Afrique
La France reste un partenaire économique incontournable
Quelle stratégie pour la politique africaine du Maroc ?
Par Jawad KERDOUDI
Président de l’IMRI (Institut Marocain des Relations Internationales)
Alors que le Maroc entame sa nouvelle politique pour le développement des relations économiques avec l’Afrique, il ne faut pas mésestimer le poids de la France dans l’économie africaine. Au fil de décennies de colonisation d’une partie de l’Afrique, la France a tissé des relations économiques intenses tant en ce qui concerne les échanges commerciaux que les investissements.
Valeur aujourd’hui, 62.000 entreprises françaises sont implantées sur le continent africain dont parmi les principes Bolloré, CFAO, Danone. Le total des exportations françaises vers l’Afrique est de 12 milliards d’euros effectuées par 25.000 entreprises. La France est liée avec l’Afrique par 65 conventions fiscales bilatérales. Enfin 42 villes africaines sont desservies par avion depuis Paris et 7 ports français relient le continent. Un tiers des investissements productifs en Afrique sont d’origine française.
La stratégie française sur l’Afrique est épaulée par l’Agence Business France qui accompagne non seulement les entreprises françaises mais également étrangères. Ces dernières s’appuient sur trois critères pour passer par l’intermédiaire de la France : l’antériorité de la France dans certains pays africains, la langue française utilisée par l’Afrique francophone, et le droit local proche du droit français. C’est ainsi que China Exim Bank a ouvert une filiale parisienne pour couvrir ses transactions dans une partie du continent africain. L’agroalimentaire japonais Ajinomoto gère aussi ses activités en Afrique depuis l’Hexagone. La firme allemande Bosh spécialisée dans des outillages électroportatifs a recruté des équipes françaises pour des formations en Afrique. La stratégie française s’appuie également sur les milliers d’étudiants africains qui se forment en France, et qui sont recrutés par des firmes françaises ou étrangères et engagés dans les filiales africaines. Une autre piste mise en œuvre par la France est l’importation de produits en France pour les réexporter en Afrique en l’état ou après transformation, et en leur appliquant le label « Trade in France ». Enfin est utilisé également le modèle de co-investissement qui regroupe une entreprise française et une entreprise étrangère pour investir en Afrique.

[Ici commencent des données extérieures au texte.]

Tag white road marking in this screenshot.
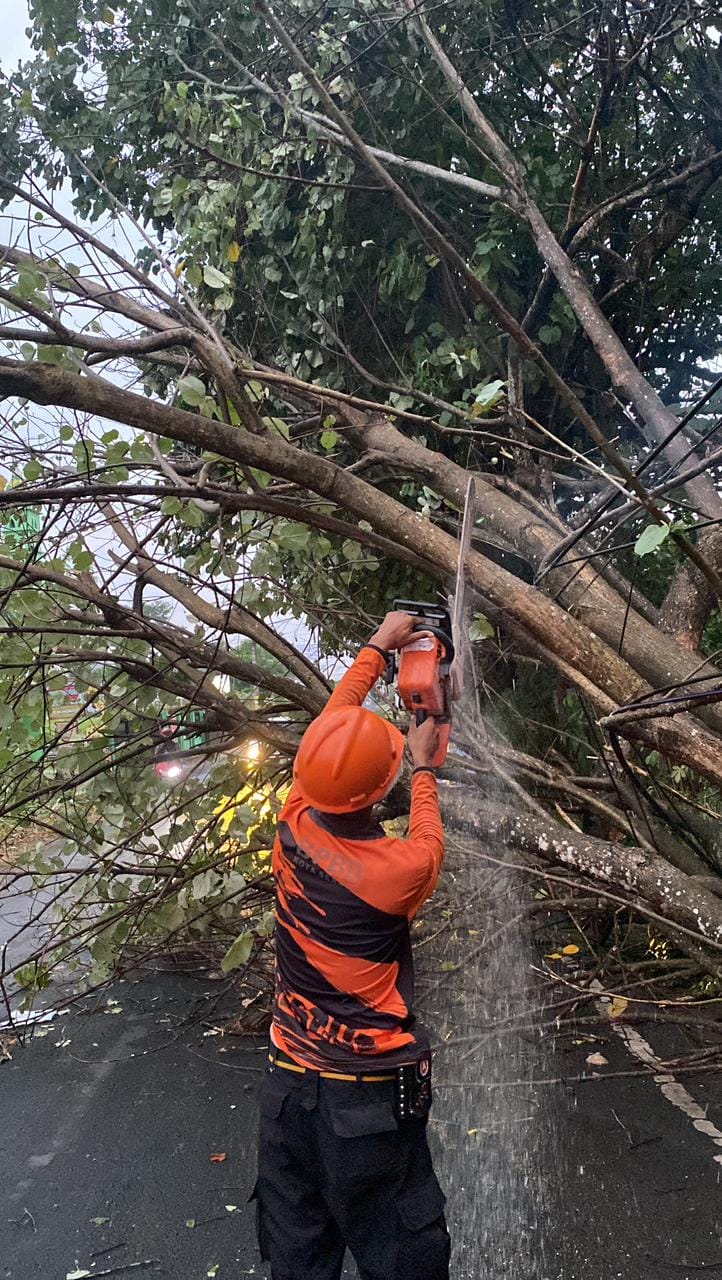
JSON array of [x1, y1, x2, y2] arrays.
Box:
[[593, 983, 722, 1165]]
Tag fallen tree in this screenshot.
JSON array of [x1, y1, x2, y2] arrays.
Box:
[[0, 0, 722, 986]]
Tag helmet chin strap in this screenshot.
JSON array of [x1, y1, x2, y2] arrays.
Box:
[[375, 760, 403, 804]]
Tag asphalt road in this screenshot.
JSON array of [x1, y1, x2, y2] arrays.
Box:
[[0, 974, 722, 1280]]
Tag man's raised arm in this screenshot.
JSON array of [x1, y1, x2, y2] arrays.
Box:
[[321, 609, 416, 716]]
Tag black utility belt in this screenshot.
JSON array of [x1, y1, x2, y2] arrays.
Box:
[[269, 1050, 431, 1120]]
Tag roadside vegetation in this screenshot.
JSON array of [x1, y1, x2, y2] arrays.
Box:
[[0, 0, 722, 1029]]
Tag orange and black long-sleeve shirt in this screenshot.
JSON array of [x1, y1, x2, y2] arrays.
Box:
[[271, 649, 444, 1071]]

Ce nouvel intérêt de la France pour l’Afrique s’explique par la population du continent qui passera de 1 milliard d’habitants maintenant à 2 milliards en 2050 avec une classe moyenne émergente. De plus, l’Afrique dispose d’immenses ressources naturelles et a connu un taux de croissance moyen de 5% durant la dernière décennie. En plus de la France, plusieurs pays s’intéressent à l’Afrique : en premier lieu la Chine, mais également le Brésil, les Etats-Unis, l’Inde et la Turquie. Les investissements directs étrangers en Afrique se sont élevés à 32,5 milliards de $ en 2004 et atteindront 38,4 milliards de $ en 2016.
Cette situation ne doit en aucun cas décourager la nouvelle politique du Maroc vis-à-vis de l’Afrique. Cette politique a été initiée par le chef de l’Etat qui met toutes les ressources du pays pour sa réussite, qu’elles soient publiques ou privées. Notre pays dispose d’atouts que n’ont pas nos concurrents. C’est d’abord un pays africain d’où sa proximité géographique et religieuse avec la plupart des autres pays africains. Le Maroc dispose d’une expertise certaine dans certains secteurs économiques qu’il peut mettre à la disposition des autres pays africains. On peut citer les secteurs agricole, bancaire, électrique, hydraulique, immobilier, minier, télécoms. Le Maroc a également une approche gagnant-gagnant et favorise le co-développement dans le cadre d’une coopération Sud-Sud. Cependant, la tâche ne sera pas facile et exigera du sérieux et du suivi. Elle exige un système de veille et d’intelligence économique pour le choix judicieux des projets qui ont le plus de chances de réussir, face à une concurrence qui deviendra de plus en plus mondialisée.
En conclusion, le Maroc doit absolument diversifier son économie qui est à actuellement dépendante aux 2/3 de l’Europe. Cette diversification doit passer en priorité par l’Afrique.